Above: Staging and temporary wood bridge deck have been erected for worker access when disconnecting the north truss prior to widening. The bracing across the top will have temporary supports until the north truss is reconnected.
The widening is being carried out by the design-build contractor Harrison & Burrowes Bridge Constructors, with oversight by the USA's Vermont Agency of Transportation (VTrans), which owns the bridge. Finley is consultant for the scheme.
The Checkered House Bridge is the largest truss bridge in Vermont and represents a bridge type commonly used to replace bridges lost to the disastrous 1927 flood. As such, historic resource agencies wanted it to be preserved instead of building a new structure over the Winooski River.
Temporary bracing has been installed to support the bridge on the north side so that the truss can be disconnected. This involves the removal of bolts and rivets.

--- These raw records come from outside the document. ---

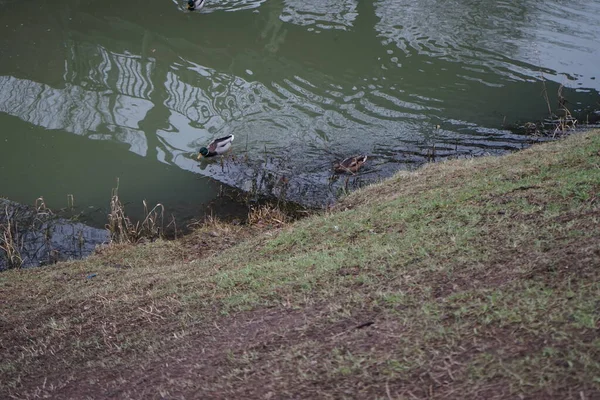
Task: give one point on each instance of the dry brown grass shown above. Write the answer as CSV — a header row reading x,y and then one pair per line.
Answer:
x,y
123,230
467,279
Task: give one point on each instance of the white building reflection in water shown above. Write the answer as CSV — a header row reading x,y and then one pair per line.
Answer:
x,y
320,14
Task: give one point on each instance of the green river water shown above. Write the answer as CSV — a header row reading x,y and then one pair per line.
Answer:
x,y
92,91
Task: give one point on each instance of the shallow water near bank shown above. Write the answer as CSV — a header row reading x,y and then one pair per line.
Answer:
x,y
95,91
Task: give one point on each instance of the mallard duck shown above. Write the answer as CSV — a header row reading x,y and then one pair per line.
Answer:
x,y
216,147
350,164
195,4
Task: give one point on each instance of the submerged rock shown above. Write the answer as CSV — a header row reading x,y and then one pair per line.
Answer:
x,y
30,237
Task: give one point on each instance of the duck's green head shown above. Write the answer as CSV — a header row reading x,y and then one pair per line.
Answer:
x,y
203,152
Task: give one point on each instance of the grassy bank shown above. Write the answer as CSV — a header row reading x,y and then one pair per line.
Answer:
x,y
465,279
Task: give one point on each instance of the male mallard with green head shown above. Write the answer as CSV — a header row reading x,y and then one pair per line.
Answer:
x,y
216,147
350,164
195,4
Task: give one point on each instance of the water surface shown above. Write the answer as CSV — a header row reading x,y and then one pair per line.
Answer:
x,y
94,91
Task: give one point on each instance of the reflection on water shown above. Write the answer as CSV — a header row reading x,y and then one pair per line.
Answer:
x,y
300,84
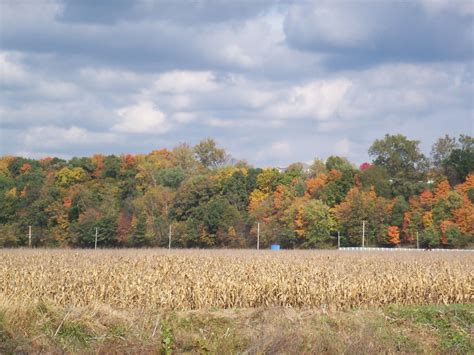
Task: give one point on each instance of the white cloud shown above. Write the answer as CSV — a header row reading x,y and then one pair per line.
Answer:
x,y
11,73
143,117
52,137
277,151
319,99
343,147
184,117
184,81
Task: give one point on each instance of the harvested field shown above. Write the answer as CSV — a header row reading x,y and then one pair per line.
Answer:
x,y
195,279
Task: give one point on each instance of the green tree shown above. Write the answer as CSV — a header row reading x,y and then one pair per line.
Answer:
x,y
209,155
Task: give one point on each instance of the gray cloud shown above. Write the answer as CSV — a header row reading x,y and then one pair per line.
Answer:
x,y
273,82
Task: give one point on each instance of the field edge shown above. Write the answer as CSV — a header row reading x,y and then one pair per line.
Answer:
x,y
38,326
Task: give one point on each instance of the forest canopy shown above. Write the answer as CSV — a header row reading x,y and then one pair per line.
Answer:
x,y
209,199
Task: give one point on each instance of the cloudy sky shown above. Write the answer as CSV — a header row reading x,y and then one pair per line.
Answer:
x,y
272,81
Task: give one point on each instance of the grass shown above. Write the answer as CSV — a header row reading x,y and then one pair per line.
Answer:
x,y
226,302
39,327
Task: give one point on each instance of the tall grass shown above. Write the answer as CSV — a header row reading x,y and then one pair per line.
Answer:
x,y
151,279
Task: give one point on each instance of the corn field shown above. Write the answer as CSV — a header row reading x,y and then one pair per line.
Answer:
x,y
150,279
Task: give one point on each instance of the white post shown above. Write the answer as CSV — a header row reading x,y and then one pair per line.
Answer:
x,y
363,233
169,238
258,235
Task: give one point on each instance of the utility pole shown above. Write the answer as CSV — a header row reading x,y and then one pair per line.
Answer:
x,y
258,235
169,238
363,234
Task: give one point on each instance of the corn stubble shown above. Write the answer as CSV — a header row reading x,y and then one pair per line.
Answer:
x,y
150,279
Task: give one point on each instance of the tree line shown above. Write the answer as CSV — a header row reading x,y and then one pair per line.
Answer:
x,y
212,200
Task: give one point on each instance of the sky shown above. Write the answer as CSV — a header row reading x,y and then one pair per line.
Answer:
x,y
273,82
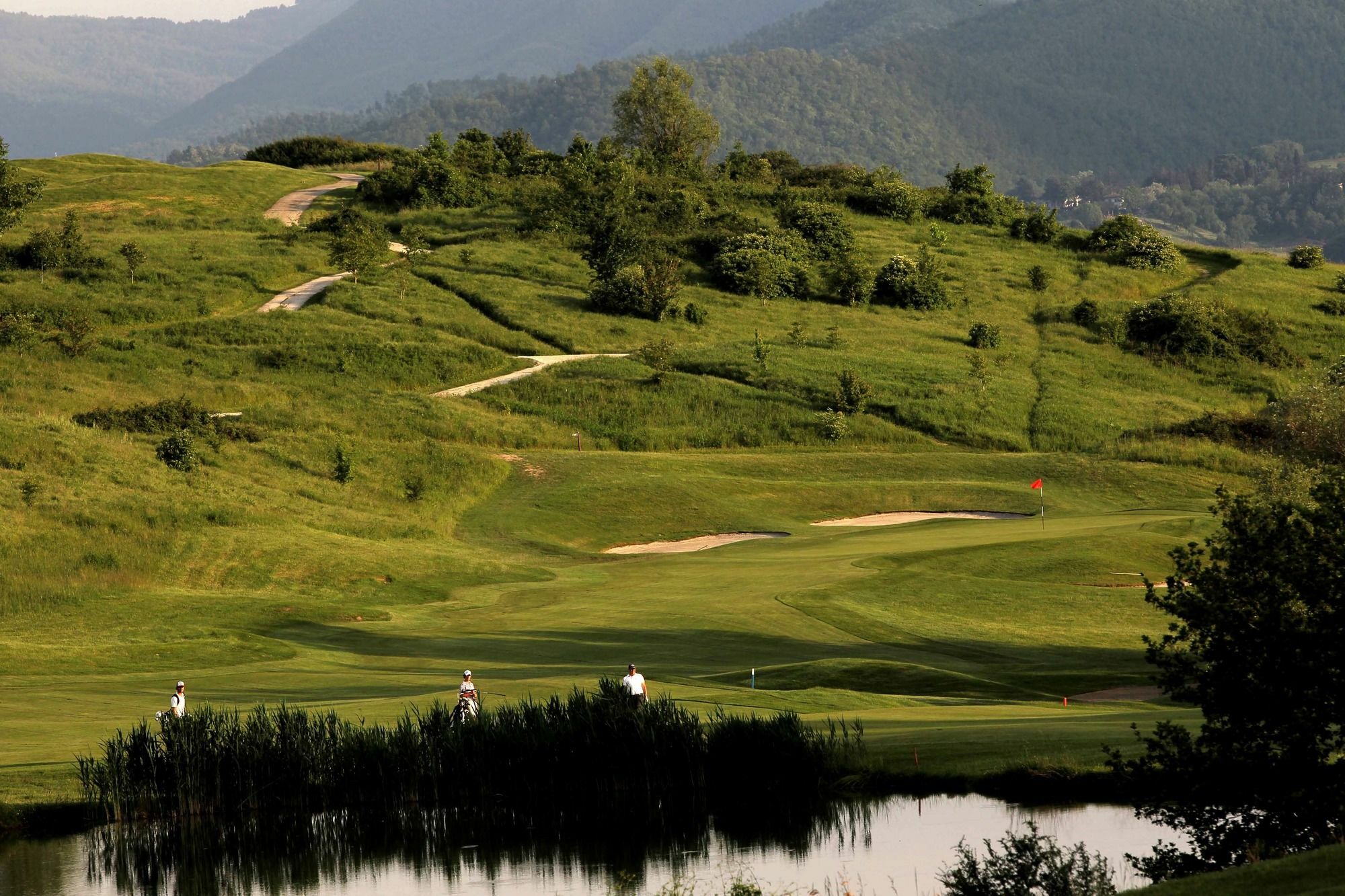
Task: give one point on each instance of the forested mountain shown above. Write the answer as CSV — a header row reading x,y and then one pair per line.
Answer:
x,y
851,26
69,80
384,45
1038,88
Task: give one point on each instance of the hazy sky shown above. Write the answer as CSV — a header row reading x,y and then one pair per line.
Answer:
x,y
180,10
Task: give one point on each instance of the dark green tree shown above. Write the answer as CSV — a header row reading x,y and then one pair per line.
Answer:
x,y
658,120
17,193
1257,641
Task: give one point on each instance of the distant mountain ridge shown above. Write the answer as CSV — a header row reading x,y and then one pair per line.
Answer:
x,y
67,81
384,45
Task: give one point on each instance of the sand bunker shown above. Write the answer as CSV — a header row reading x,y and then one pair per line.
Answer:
x,y
918,516
688,545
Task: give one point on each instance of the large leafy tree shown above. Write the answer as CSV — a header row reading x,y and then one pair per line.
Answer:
x,y
661,123
1258,642
17,193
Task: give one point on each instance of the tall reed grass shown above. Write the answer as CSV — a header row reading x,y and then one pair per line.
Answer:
x,y
566,751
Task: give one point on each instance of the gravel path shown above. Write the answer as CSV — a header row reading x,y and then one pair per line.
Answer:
x,y
543,364
293,208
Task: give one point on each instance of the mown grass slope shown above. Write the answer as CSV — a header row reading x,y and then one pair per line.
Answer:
x,y
259,577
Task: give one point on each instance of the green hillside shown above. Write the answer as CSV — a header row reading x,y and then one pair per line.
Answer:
x,y
471,529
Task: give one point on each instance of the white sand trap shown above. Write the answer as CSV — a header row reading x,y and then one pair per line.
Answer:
x,y
918,516
688,545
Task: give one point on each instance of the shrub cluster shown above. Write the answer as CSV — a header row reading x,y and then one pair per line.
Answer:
x,y
1307,257
913,284
1136,244
299,153
582,749
1184,326
769,266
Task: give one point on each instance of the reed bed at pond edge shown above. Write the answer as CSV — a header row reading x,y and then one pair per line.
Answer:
x,y
566,751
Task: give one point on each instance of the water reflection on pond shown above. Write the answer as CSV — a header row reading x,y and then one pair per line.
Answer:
x,y
894,845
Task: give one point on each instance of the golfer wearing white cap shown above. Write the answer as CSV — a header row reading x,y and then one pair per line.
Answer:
x,y
467,692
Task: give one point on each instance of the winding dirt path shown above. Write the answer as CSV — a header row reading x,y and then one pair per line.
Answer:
x,y
543,362
290,209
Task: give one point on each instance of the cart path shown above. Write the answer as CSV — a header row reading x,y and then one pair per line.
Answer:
x,y
290,209
543,362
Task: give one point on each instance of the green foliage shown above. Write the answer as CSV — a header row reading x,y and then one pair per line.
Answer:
x,y
18,330
1187,326
970,198
657,356
344,466
1028,864
134,256
1136,244
180,451
311,151
851,282
1307,257
887,196
769,266
1256,638
917,286
17,193
428,178
852,393
658,120
1086,314
1036,225
833,424
570,751
644,290
822,228
761,350
984,335
357,241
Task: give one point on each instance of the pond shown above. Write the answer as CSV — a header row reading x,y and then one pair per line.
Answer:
x,y
894,845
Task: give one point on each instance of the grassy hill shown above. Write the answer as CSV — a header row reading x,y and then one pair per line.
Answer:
x,y
259,577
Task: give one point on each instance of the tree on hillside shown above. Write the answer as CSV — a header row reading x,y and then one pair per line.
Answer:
x,y
1257,641
135,257
17,193
657,119
357,243
44,251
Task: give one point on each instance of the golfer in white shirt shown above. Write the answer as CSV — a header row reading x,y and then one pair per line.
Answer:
x,y
634,684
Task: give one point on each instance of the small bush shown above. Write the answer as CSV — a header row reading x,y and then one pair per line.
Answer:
x,y
833,424
342,466
984,335
1307,257
913,284
1086,314
1028,864
180,451
1039,279
1038,225
852,393
821,225
851,282
1136,244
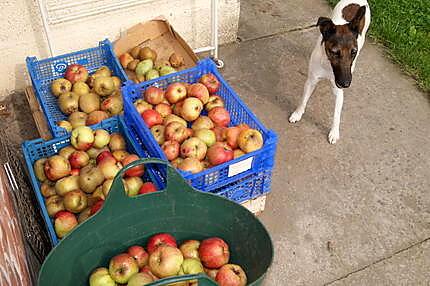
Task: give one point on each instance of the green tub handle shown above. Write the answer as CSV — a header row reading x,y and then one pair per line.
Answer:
x,y
203,279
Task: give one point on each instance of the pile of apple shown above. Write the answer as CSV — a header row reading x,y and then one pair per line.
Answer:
x,y
140,64
87,99
76,181
163,258
209,141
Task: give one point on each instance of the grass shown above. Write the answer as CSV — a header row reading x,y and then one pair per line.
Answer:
x,y
403,26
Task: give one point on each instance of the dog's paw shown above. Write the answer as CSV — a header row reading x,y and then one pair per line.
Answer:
x,y
333,136
296,116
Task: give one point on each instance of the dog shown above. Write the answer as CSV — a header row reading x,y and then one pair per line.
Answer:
x,y
335,55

The truss will then be moved on rollers to its new location on abutments that were built last year. The move is expected to be carried out in the second half of this month in an operation that is due to take about five days.
New steel will then be put in place to reconnect the truss to the rest of the bridge.
From the side, the bridge will look as it always has since it was built by American Bridge in 1929. When looking along its length, the steelwork will no longer be symmetrical to ensure that the public can easily distinguish between new and original steelwork.